The first step in any marketing plan is defining your value proposition. What are you promising to your customers? It has to improve their life in some way. Without clearly defining your value proposition your marketing efforts will fail.
(Really you should define your value proposition way before you start marketing–you should do it before you start your business.)
I have learned the hard way that not only is a clearly defined value proposition important but that it has to be the right value proposition. With one of my businesses I struggled finding the right value proposition and it suffered because of that.
The following are some value propositions that didn’t work:
Make you more efficient
You’re proposing to save them time but, in order to do so, you’re asking them to sacrifice some of it to learn and use your product or service. In other words you’re asking them to do more work in order to do less work. Logically that works but logic doesn’t get your foot in the door. That is why you hear so much about marketing needing to appeal to emotions and explains why we have babies selling toilet paper on television.
Help you streamline
This is essentially the same as the one above but I’m separating it because you often get a different objection. When you talk about streamlining the owner hears that you think you can run their business better than they can.

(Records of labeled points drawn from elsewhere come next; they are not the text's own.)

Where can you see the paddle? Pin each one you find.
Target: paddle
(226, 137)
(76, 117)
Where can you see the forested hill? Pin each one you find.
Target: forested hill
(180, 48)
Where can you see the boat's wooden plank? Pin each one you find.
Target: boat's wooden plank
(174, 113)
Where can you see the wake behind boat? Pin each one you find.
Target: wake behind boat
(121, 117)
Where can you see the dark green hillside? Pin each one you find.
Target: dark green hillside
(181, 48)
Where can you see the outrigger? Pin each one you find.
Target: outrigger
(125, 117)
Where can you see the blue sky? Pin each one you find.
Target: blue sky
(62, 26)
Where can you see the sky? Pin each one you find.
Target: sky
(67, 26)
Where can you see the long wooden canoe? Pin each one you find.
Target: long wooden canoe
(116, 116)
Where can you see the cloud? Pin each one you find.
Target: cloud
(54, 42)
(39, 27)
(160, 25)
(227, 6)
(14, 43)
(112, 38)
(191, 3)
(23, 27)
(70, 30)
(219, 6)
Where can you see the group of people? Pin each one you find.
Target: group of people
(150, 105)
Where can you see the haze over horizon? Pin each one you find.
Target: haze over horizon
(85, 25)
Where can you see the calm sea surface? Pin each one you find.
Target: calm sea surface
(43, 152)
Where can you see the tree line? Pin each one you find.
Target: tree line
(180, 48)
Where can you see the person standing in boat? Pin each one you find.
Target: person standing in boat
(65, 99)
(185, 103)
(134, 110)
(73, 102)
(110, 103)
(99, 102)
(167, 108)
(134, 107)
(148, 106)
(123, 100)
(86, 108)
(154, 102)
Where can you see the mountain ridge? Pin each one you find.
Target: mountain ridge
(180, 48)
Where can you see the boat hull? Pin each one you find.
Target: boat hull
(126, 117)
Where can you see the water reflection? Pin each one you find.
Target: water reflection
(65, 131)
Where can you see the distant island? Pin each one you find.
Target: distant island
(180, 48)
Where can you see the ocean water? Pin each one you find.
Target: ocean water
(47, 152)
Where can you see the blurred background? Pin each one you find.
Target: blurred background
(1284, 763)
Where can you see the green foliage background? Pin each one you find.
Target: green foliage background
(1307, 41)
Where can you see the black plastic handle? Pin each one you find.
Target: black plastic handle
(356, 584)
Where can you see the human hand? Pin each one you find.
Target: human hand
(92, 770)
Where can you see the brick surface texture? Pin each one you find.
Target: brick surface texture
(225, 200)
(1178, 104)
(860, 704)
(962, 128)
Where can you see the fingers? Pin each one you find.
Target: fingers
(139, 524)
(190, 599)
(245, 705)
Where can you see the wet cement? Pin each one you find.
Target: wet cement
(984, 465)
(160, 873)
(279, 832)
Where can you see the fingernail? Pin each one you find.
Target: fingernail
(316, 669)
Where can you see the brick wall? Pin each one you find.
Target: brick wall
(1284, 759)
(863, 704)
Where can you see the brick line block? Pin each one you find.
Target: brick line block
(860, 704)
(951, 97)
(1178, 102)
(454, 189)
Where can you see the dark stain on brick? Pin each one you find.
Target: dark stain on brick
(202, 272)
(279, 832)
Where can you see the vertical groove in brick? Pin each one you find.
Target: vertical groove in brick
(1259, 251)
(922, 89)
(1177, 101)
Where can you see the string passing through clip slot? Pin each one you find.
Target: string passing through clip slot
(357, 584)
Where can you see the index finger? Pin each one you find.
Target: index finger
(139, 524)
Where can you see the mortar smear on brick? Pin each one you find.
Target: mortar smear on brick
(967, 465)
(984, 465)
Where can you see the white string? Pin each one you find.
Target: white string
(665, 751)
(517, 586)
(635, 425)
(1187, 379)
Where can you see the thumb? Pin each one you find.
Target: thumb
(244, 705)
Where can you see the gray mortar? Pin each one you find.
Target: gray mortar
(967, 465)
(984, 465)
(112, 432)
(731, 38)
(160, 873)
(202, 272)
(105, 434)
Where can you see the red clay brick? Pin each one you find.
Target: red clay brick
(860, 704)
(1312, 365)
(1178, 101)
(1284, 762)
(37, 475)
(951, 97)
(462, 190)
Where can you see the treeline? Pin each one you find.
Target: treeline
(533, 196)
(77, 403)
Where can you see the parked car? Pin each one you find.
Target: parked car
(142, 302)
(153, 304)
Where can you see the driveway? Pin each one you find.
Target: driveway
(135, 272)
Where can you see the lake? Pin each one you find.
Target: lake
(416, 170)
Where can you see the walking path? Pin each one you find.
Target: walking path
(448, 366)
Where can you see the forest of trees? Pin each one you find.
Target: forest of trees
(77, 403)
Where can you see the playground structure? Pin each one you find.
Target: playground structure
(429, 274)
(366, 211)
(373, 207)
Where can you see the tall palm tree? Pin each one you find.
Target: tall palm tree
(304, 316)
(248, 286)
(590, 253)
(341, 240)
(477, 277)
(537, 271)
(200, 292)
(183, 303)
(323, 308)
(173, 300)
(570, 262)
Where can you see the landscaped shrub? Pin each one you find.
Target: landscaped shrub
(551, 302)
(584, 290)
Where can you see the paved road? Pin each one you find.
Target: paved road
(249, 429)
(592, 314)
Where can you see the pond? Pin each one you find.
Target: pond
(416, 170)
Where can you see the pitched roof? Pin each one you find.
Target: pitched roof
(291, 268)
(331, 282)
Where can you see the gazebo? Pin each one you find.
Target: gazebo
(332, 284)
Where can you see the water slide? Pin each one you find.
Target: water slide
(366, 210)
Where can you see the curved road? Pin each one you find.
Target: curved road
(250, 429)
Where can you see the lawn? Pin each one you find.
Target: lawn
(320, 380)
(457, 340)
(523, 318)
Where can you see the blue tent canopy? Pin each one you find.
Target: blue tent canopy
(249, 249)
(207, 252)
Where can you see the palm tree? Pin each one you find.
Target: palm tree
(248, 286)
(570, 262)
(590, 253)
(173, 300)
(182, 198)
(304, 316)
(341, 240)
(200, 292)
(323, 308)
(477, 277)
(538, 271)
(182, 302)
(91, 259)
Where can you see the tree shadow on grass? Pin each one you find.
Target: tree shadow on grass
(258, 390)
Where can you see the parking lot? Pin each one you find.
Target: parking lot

They think, “I have been doing business the same way since you were in diapers. Who are you to try to change that?”
You can try to combat this by subtly planting the idea for streamlining in their head but doing so requires some masterful marketing techniques and generally requires those to happen over an extended period of time.
Save you money
This is one that I thought would be a winner but turned out not to be. A penny saved is a penny earned right? There are two common problems with using this approach. The first is that when somebody hears about saving money they immediately think of sacrifice. When it comes to internal office politics nobody wants to be the one to cut their budget as budget size often reflects which departments management thinks are important. Career wise it might not be a great move for your buyer to voluntarily save the company money.
The second reason this approach doesn’t work is that the person you are talking to isn’t spending their own money. When you are spending somebody else’s money you are much less likely to care about spending less it wisely.
The only true value proposition for businesses is:
My product will help you make more money
At the end of the day the only thing that matters is money. Without it a business will die. That is why the promise of more of it is the only guaranteed way to make sure somebody listens. The words “increase”, “grow”, and “close” cause business owners’ ears to perk up.
Working those into your value proposition can be a challenge if your product or service lies outside their sales process. If your product increases operational efficiency then you can try framing your value proposition like this, “saves your sales people time so they can send more emails, make more calls, and close more deals.”
The bottom line is that promising people a dime if they give you a nickel is the only guaranteed way to make a sale so try to frame your value proposition in those terms.